A period of stability ensued, thanks to a treaty signed between the Crusaders (also known as the Franks) and the Moslem rulers in Damascus. In 1144, Moslem forces hostile to the Frankish kingdom captured the region of Edessa, northeast of Antioch, this event set the Second Crusade in motion.  Unfortunately, only a handful of the many knights who set out from Europe actually reached the Holy Land.  They pursued a badly advised strategy and attacked Damascus, thereby destroying the fragile alliance that had kept the region relatively peaceful. This strategy, lead to a downward spiral, which culminated in the crushing defeat of the Crusaders by Saladin at the Horns of Hattin in Galilee in 1187.  Jerusalem fell a few months later and it wasn’t long before the entire Frankish kingdom was in Moslem hands.
The fall of Jerusalem prompted the Third Crusade, led by the great kings of Europe and thousands of knights and simple people.  Richard Lion-Heart commanded the small remnant of a group that reached the Holy Land to take the coastal plain in 1191, but Jerusalem remained in the hands of the Moslems.  Failing to take areas in the inner part of the country, the port city of Acre effectively became the capitol of the Frankish kingdom from this time on.
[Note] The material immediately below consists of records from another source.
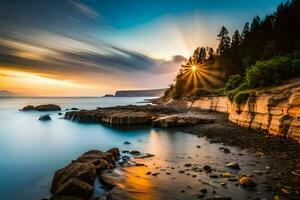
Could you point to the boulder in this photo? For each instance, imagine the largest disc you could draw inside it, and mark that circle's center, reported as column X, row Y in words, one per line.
column 77, row 188
column 77, row 179
column 64, row 197
column 47, row 107
column 44, row 118
column 28, row 108
column 233, row 165
column 247, row 182
column 44, row 107
column 83, row 171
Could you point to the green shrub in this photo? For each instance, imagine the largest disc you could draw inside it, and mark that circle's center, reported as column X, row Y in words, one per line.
column 199, row 92
column 242, row 96
column 233, row 82
column 219, row 91
column 269, row 72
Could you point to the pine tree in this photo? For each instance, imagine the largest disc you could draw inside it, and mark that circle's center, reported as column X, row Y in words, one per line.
column 211, row 54
column 236, row 39
column 245, row 32
column 224, row 41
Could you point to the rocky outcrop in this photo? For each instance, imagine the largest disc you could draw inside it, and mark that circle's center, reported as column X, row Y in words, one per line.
column 212, row 103
column 140, row 93
column 45, row 107
column 44, row 118
column 178, row 121
column 276, row 110
column 158, row 116
column 76, row 180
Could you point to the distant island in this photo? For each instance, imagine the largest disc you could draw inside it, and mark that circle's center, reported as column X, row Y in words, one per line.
column 139, row 93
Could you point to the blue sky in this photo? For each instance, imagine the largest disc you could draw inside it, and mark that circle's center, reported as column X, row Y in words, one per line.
column 90, row 42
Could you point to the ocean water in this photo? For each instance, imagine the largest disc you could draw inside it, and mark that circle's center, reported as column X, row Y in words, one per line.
column 31, row 150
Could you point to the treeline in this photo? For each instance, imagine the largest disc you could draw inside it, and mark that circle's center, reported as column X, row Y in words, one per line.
column 275, row 35
column 265, row 52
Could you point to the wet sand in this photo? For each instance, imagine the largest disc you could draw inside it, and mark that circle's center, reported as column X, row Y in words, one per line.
column 271, row 162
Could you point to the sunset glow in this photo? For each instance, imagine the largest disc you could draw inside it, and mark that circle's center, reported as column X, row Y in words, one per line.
column 80, row 47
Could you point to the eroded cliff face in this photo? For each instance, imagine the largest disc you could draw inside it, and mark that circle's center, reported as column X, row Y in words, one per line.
column 276, row 110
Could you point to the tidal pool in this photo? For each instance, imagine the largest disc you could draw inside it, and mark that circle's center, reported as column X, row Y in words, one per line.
column 31, row 151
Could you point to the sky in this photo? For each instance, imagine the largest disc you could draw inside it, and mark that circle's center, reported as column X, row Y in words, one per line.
column 95, row 47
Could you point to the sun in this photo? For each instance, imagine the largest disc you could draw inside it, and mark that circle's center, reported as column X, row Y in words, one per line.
column 194, row 68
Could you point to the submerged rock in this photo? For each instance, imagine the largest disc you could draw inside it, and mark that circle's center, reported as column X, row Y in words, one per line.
column 44, row 118
column 126, row 142
column 28, row 108
column 64, row 197
column 247, row 182
column 233, row 165
column 77, row 179
column 44, row 107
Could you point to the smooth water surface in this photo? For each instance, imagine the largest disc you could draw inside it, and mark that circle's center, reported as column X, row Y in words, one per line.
column 31, row 150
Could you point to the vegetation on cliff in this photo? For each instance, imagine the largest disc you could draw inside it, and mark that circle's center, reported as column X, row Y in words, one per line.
column 266, row 53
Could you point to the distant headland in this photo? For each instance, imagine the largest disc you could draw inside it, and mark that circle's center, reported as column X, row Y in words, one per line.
column 138, row 93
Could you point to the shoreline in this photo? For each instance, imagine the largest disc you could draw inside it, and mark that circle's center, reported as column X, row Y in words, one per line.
column 231, row 135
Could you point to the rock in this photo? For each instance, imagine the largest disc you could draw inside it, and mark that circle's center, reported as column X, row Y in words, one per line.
column 227, row 175
column 118, row 193
column 28, row 108
column 44, row 118
column 213, row 176
column 77, row 188
column 135, row 152
column 188, row 165
column 207, row 168
column 247, row 182
column 232, row 179
column 47, row 107
column 64, row 197
column 82, row 171
column 203, row 190
column 218, row 198
column 233, row 165
column 77, row 179
column 147, row 155
column 226, row 150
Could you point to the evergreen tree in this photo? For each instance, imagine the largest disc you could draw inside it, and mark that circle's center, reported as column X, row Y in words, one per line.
column 211, row 54
column 245, row 31
column 236, row 39
column 224, row 40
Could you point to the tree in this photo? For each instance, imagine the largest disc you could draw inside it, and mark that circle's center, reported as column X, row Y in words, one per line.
column 202, row 55
column 224, row 40
column 255, row 23
column 245, row 31
column 211, row 54
column 236, row 39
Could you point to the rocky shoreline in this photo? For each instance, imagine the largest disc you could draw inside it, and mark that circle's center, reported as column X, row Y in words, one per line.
column 156, row 116
column 76, row 180
column 214, row 126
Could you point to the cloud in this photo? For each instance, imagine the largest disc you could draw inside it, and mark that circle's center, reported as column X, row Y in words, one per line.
column 91, row 60
column 85, row 9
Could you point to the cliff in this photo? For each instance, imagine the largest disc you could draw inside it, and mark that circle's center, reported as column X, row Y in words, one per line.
column 276, row 110
column 140, row 93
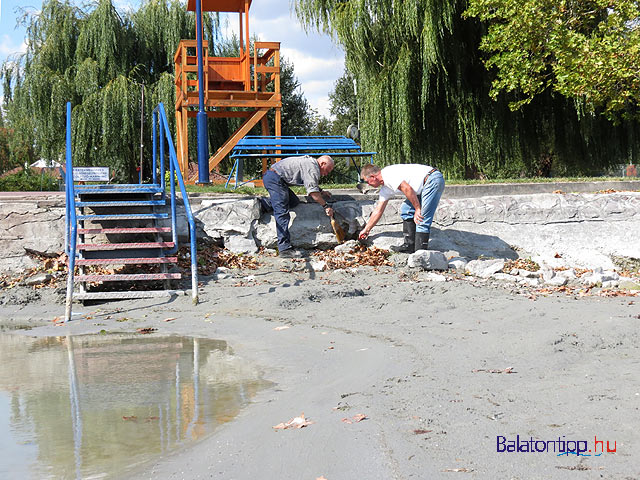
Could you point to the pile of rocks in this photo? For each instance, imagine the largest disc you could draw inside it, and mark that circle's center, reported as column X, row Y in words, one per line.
column 551, row 271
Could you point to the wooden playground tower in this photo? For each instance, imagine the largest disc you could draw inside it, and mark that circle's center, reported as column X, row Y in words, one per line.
column 234, row 87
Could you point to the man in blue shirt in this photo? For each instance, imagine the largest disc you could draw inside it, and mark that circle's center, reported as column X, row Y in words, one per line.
column 304, row 170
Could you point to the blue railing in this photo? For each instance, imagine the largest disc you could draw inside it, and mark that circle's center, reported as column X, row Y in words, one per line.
column 162, row 136
column 71, row 224
column 161, row 141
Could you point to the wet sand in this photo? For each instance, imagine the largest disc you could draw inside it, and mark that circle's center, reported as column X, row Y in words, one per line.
column 440, row 369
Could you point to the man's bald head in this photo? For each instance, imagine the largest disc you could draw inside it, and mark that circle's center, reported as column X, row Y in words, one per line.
column 326, row 164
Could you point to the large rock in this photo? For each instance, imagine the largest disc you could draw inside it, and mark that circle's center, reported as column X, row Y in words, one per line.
column 37, row 226
column 485, row 268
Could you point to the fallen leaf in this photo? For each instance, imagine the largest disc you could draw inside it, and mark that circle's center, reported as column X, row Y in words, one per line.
column 493, row 370
column 296, row 422
column 146, row 330
column 355, row 419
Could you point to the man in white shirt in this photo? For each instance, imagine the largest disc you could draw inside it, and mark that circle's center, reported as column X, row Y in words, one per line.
column 422, row 185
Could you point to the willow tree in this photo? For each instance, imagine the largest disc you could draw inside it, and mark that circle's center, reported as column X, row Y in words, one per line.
column 423, row 93
column 98, row 59
column 588, row 50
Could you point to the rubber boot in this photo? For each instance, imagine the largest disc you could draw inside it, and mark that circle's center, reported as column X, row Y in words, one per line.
column 422, row 241
column 409, row 237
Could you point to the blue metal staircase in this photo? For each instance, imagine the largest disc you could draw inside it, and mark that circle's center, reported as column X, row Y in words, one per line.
column 125, row 227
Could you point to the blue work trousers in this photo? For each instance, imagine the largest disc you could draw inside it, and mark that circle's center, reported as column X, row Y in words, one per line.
column 429, row 199
column 281, row 199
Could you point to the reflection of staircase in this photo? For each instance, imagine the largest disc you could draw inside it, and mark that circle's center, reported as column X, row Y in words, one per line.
column 124, row 233
column 115, row 234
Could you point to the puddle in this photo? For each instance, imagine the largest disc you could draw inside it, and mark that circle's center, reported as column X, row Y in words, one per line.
column 99, row 405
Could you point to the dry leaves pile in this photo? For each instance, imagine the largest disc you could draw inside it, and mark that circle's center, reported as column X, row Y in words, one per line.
column 210, row 257
column 361, row 256
column 522, row 264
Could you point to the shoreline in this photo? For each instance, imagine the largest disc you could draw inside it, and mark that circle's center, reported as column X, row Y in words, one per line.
column 426, row 361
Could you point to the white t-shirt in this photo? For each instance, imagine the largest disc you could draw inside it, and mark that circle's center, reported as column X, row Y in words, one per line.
column 394, row 175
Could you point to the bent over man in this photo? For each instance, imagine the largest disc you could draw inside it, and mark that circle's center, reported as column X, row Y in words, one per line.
column 289, row 171
column 422, row 185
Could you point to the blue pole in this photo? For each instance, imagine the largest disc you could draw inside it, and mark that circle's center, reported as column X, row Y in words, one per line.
column 203, row 144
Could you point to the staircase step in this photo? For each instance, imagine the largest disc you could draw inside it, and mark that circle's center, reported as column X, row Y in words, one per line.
column 127, row 294
column 127, row 277
column 125, row 261
column 116, row 188
column 122, row 246
column 97, row 231
column 124, row 216
column 132, row 203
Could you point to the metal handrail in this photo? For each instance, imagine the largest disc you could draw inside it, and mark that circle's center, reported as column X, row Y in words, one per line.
column 71, row 222
column 160, row 116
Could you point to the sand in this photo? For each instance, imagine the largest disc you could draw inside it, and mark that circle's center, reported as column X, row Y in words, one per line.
column 441, row 370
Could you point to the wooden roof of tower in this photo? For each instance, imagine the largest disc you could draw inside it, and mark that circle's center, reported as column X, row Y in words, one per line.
column 219, row 5
column 246, row 86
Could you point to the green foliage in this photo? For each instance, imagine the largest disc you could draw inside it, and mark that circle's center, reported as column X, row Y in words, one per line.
column 588, row 50
column 423, row 93
column 344, row 105
column 98, row 59
column 28, row 181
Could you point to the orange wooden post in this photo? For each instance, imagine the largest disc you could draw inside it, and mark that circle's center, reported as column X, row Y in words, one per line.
column 228, row 84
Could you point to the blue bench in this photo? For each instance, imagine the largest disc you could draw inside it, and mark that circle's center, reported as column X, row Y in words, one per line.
column 266, row 147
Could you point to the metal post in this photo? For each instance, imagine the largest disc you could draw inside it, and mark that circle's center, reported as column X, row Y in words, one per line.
column 203, row 142
column 141, row 130
column 72, row 227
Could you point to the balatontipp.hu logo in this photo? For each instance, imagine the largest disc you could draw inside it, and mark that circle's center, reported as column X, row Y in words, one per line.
column 561, row 446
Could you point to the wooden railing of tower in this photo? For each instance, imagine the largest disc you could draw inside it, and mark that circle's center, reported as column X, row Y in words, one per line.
column 248, row 84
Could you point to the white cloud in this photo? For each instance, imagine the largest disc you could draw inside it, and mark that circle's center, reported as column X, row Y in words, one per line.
column 317, row 62
column 8, row 47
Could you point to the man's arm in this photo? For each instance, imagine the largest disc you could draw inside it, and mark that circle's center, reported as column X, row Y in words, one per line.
column 405, row 188
column 318, row 197
column 373, row 219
The well-preserved remains of the Knights’ Halls belonging to the St John’s Hospitallers Order is one of the highlights of an Old City tour of Acre. 
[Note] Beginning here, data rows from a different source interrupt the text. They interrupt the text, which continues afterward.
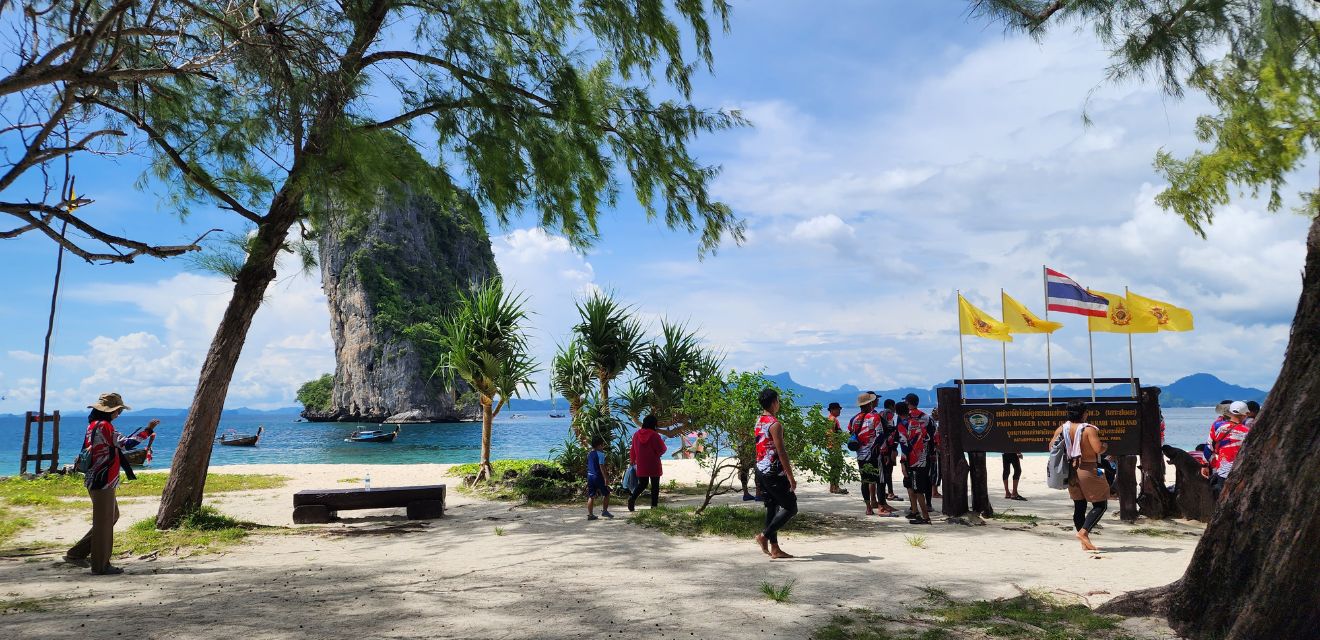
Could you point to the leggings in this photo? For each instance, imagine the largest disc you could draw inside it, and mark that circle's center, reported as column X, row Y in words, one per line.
column 1083, row 520
column 780, row 504
column 1011, row 463
column 642, row 486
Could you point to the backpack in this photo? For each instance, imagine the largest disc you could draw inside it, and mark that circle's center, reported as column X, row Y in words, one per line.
column 1059, row 467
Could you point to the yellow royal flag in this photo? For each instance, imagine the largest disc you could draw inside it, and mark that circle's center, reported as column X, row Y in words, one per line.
column 1167, row 317
column 973, row 321
column 1121, row 318
column 1022, row 321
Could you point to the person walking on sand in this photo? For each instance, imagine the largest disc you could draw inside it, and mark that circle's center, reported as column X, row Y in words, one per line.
column 774, row 474
column 104, row 448
column 597, row 480
column 646, row 453
column 1085, row 484
column 833, row 449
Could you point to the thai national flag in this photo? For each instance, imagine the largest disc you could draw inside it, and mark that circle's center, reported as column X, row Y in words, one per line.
column 1064, row 294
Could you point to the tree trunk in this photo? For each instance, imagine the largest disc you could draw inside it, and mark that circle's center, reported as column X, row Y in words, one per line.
column 1254, row 572
column 193, row 457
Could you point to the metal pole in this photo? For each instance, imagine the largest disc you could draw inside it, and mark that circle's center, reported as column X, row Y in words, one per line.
column 1050, row 370
column 1003, row 351
column 962, row 366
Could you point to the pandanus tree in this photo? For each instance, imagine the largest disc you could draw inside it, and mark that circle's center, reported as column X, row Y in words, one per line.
column 483, row 342
column 310, row 110
column 1254, row 570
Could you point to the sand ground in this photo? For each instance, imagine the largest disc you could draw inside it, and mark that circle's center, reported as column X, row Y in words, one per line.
column 553, row 574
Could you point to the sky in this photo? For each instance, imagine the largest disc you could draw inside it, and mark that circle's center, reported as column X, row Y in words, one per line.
column 900, row 152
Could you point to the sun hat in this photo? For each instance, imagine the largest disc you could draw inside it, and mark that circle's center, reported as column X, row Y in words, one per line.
column 110, row 403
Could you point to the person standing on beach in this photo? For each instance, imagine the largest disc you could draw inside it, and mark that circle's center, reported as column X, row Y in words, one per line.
column 915, row 440
column 1085, row 484
column 106, row 459
column 597, row 480
column 1228, row 445
column 774, row 474
column 833, row 448
column 646, row 453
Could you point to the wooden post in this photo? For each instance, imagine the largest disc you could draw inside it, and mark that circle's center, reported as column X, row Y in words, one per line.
column 980, row 490
column 1154, row 499
column 953, row 463
column 1127, row 488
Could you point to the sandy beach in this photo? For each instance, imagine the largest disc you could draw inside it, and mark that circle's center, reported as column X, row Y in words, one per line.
column 553, row 574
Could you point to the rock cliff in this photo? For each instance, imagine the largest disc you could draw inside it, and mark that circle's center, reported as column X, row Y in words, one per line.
column 387, row 273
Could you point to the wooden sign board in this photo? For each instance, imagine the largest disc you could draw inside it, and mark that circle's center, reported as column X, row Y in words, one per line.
column 1026, row 428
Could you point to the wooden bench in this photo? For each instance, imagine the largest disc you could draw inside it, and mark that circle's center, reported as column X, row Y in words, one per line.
column 320, row 506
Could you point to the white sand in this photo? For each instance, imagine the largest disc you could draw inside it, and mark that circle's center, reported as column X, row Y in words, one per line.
column 553, row 574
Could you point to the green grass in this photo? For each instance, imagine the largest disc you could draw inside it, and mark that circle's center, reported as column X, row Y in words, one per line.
column 1009, row 516
column 202, row 531
column 778, row 593
column 1028, row 616
column 721, row 520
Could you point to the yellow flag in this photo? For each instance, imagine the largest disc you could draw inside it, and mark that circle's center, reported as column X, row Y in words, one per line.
column 1022, row 321
column 1167, row 317
column 1121, row 318
column 973, row 321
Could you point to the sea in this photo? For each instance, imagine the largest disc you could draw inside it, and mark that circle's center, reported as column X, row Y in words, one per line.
column 287, row 440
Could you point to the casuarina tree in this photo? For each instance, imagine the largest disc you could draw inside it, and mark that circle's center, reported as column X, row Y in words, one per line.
column 1258, row 64
column 483, row 342
column 312, row 110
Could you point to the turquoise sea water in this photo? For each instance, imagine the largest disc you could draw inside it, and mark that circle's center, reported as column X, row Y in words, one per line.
column 285, row 441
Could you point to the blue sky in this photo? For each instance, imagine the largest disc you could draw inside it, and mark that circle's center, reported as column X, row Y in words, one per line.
column 900, row 152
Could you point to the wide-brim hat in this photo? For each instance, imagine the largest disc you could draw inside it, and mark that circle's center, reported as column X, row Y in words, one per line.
column 110, row 403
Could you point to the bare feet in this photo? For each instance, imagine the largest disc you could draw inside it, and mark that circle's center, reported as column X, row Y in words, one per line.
column 1085, row 541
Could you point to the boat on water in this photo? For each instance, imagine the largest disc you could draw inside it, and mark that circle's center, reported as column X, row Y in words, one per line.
column 232, row 438
column 372, row 436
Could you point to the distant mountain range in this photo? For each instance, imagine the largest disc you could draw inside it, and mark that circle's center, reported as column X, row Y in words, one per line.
column 1196, row 389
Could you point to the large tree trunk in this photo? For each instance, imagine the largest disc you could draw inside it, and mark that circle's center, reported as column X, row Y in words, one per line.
column 193, row 457
column 1254, row 572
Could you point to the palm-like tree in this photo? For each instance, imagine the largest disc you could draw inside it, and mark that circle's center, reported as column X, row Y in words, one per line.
column 611, row 339
column 485, row 343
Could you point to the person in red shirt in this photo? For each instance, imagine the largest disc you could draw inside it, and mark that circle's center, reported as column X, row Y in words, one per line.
column 646, row 451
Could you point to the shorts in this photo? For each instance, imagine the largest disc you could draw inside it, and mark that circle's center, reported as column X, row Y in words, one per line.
column 595, row 487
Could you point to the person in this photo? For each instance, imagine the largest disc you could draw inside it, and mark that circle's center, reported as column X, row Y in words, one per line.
column 889, row 458
column 106, row 448
column 1228, row 445
column 1013, row 462
column 834, row 449
column 774, row 474
column 646, row 453
column 1085, row 484
column 597, row 480
column 915, row 440
column 866, row 428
The Fourth Crusade set out after Saladin’s death in the early thirteenth century but never reached the Holy Land. They got as far as Constantinople in 1204 and established themselves there for sixty years.
The Fifth Crusade consisted of an ongoing trickle of knights who succeeded in capturing additional coastal towns but never attempted to take Jerusalem.  In 1218 they attacked Egypt, the reflection of a new strategy, which determined that they could only control Palestine by taking Egypt first. They were ultimately defeated and forced to retreat.
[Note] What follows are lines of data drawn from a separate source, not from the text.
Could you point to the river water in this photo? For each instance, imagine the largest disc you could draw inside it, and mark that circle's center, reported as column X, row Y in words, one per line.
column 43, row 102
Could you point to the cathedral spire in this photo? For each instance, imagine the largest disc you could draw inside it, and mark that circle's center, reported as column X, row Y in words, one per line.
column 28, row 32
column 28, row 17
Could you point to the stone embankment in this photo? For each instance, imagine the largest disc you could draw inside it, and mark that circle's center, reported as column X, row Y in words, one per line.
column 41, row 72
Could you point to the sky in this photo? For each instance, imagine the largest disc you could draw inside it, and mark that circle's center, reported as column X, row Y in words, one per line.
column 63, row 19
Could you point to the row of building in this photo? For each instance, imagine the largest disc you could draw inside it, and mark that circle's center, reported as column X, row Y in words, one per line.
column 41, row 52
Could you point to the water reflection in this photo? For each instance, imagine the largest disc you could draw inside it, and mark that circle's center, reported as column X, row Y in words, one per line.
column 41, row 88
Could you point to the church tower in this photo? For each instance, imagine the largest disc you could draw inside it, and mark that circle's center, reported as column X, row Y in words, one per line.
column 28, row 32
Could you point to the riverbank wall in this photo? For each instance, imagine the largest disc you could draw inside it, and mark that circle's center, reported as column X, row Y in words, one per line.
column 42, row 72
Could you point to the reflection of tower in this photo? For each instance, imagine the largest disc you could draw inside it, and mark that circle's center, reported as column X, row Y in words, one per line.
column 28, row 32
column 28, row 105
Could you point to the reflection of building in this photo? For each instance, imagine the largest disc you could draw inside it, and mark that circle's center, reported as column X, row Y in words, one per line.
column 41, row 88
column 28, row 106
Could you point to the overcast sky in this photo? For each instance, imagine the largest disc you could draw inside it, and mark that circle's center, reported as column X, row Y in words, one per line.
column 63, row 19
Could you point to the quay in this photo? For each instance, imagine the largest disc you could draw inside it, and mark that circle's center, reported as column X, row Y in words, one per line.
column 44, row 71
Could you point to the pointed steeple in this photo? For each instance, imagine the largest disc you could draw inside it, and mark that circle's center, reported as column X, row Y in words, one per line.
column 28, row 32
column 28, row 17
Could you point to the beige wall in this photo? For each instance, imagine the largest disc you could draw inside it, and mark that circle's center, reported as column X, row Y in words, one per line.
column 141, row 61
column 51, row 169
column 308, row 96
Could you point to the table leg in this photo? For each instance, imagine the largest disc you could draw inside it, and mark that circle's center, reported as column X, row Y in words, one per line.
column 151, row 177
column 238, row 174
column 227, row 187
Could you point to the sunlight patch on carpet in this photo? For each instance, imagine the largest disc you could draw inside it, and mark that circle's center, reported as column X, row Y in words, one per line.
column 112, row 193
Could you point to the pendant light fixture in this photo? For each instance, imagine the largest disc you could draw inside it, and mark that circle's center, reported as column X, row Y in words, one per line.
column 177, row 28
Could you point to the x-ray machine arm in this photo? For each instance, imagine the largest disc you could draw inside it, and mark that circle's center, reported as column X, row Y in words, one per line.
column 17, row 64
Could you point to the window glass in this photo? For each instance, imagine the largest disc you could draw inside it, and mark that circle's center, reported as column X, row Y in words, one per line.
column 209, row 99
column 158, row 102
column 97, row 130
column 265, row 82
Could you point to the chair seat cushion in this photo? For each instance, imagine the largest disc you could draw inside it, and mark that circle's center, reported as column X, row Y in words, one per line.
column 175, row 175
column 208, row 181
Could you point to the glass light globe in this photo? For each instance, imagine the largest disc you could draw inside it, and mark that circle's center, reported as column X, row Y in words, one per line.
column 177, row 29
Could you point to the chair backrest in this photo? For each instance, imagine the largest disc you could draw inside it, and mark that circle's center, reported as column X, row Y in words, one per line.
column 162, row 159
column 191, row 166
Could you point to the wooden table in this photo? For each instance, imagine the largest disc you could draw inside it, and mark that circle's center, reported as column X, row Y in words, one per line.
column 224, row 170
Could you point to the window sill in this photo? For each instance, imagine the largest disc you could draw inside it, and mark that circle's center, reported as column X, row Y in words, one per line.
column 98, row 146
In 1220 a treaty was signed between the Franks and the Moslems, allowing them control over Jerusalem (except the Temple Mount), lower Galilee, Nazareth and the corridor between Jerusalem and Jaffa.  Unfortunately, these areas remained in their hands for just sixteen years, thanks to internal disagreements amongst the Crusaders.
In the early 1240s the Mongols, who captured Jerusalem and pushed the Franks back to the northern coastal plain, attacked the kingdom.  The Mamelukes, a Turkish slave class in Egypt, defeated the Mongols in 1260.  The Sultan Baybars and his heirs took over all of the Crusader cities by 1291 and ended the reign of Frankish rule in Palestine.